The nightly chatroom socials ended almost as abruptly as they'd started. For me, at least. Life came at me, unexpectedly, and I made real friends. They actually lived less than five miles away (as opposed to the 600 miles to DC). And away I went, into the real world. I was armed with a social facade and it seemed to get me far enough. I wasn't exuberant and giddy, but I was less lonely and happier than I'd been in years. I was invited over, I was invited out to dinner, I was invited to the movies, I was invited on road trips. Then life came at me again and I had a baby and all those friends left me. I wasn't invited anywhere anymore.

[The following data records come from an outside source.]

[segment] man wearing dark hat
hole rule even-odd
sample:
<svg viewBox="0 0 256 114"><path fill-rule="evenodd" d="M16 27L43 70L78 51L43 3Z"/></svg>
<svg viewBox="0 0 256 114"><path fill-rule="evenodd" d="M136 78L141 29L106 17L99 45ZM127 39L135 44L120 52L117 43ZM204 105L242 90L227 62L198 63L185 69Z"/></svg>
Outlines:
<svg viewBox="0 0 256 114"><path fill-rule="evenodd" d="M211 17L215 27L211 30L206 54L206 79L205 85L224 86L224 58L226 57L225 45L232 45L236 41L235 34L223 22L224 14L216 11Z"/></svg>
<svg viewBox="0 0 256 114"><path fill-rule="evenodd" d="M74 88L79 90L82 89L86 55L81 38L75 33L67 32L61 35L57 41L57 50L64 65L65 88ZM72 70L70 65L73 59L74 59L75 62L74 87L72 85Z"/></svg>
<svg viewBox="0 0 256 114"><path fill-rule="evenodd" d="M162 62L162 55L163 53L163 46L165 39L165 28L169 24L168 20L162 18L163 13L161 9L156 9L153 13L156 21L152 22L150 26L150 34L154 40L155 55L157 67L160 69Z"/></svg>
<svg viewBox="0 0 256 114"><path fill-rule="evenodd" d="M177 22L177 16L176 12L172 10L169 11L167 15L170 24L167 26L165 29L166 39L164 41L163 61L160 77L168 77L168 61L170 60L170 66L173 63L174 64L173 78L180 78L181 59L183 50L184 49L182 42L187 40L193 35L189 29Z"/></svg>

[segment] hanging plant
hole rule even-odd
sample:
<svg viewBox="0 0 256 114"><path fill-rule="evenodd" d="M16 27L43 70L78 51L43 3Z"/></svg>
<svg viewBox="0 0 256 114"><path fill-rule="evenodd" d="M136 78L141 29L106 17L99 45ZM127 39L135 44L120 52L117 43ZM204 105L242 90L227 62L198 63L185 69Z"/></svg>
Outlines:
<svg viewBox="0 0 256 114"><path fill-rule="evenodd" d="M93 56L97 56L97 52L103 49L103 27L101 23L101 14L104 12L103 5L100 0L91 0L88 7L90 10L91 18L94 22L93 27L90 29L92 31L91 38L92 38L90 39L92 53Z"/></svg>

I started this blog nearly a year ago. Since that first blog post, I've developed a sort of rapport with some of my own readers and fellow bloggers that I follow. My daughter and I have been invited to playtime at the beach in Pensacola and dinner in Knoxville by some very talented individuals who enjoy what I write and know that I enjoy what they write. I don't think online relationships are really any different from those that developed between pen pals so many decades ago. And at this point in my life as a full-time working mom and student, I don't have much time to worry about how socially awkward I am. There's homework to check and expired orange juice to return and laundry from two days ago that needs to get pulled from the dryer and blogs to write and blogs to read and...and...and...there's always something. Because life comes at you.
So, to Becca, Dawn, and Chris: Thank you for the invitations. I will show up one day, hungry and ready to be entertained. Don't worry - I'll give you ample warning.
And to Henry: I'm still waiting to hear about your adventures in Asheville. Mine sucked. Except for the bookstore. We must dish.
P.S. Each time I read this post back to myself, I worry that it makes me sound like have no friends...like real friends. I cannot fix this. But the good news is that I obviously have the time to worry about such a frivolous misconception and that means there is no homework to check or expired orange juice to return or laundry from two days ago that needs to get pulled from the dryer. Sure, it's sitting in a basket next to me waiting to be folded, but whatever. I'm going to bed.